Photographs can be destroyed by fire, obviously. But if they are kept in an album, rather than loose, they are less likely to be damaged, he said. Loose photographs are more likely to burn, and wet ones from the water used to extinguish a fire will stick together.
And Mr. Saretzky urged the audience to list the names of the people in a photograph on the back of it. Good labeling will ensure that photographs last for generations and that one’s descendants “won’t dispose of them or you,” he said.
Then, Barbara Ross offered an overview of the Delaware and Raritan Canal’s history. The canal was opened in 1834 and closed about 100 years later. The canal passes through Lawrence Township on its way from Bordentown to New Brunswick and ultimately Philadelphia and New York City.
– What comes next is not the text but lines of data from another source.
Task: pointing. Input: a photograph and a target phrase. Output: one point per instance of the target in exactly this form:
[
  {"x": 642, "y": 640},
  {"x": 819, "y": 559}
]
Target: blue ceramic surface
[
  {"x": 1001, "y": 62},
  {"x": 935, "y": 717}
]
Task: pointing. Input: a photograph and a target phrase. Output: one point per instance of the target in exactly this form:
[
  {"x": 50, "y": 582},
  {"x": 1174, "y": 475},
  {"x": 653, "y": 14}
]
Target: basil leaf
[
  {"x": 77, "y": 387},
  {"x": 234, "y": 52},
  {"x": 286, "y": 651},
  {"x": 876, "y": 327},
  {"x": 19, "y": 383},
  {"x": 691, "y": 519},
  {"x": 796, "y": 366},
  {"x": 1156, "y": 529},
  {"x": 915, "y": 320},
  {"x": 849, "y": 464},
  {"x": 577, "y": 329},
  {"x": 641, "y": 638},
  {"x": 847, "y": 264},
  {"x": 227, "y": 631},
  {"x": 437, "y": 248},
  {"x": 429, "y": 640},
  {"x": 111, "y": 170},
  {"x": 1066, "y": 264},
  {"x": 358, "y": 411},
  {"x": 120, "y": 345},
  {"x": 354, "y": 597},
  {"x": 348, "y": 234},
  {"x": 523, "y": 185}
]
There were five “bridge tenders’ houses” in Lawrence, but only two have survived one on Carnegie Road, off Brunswick Pike, and the house in Port Mercer, which is near the Mercer Mall. The other houses were located on Cherry Tree Lane, Bakers Basin Road and Brunswick Pike.
The bridge tender lived in the house with his family. It was his job to turn the bridge aside when a barge passed by on the canal, Ms. Ross said. She marveled at the number of people who lived in the four-room house at one time the bridge tender and his family, which generally included several children.
Douglas Sargent, who has served on the Lawrence Township Historic Preservation Advisory Committee, discussed historic houses in Lawrence, historic preservation efforts and the history of the Historic Preservation Advisory Committee.
Three surveys were conducted to compile a list of houses that have been placed on the township’s list of historic properties, Mr. Sargent said. Through those surveys, every structure of importance in Lawrence has been identified, he said.
Mr. Sargent also spoke about the village of Lawrenceville, whose houses span the architectural time periods of the colonial era to the Victorian era. The village, which lies on Route 206, was developed “in fits and spurts,” he said.
And finally, Township Historian Dennis Waters gave the audience an update on the development of Mercer Meadows formerly known as Mercer County Park Northwest, on the site of the former AT&T “pole farm” on Cold Soil and Keefe roads. It was used in overseas transmissions of telephone calls.
The county is in the process of installing walking paths in the park, and also building interpretive displays at the sites of the two AT&T buildings that have been demolished, Mr. Waters said. He expressed gratitude to Mercer County for helping to “bring history alive.”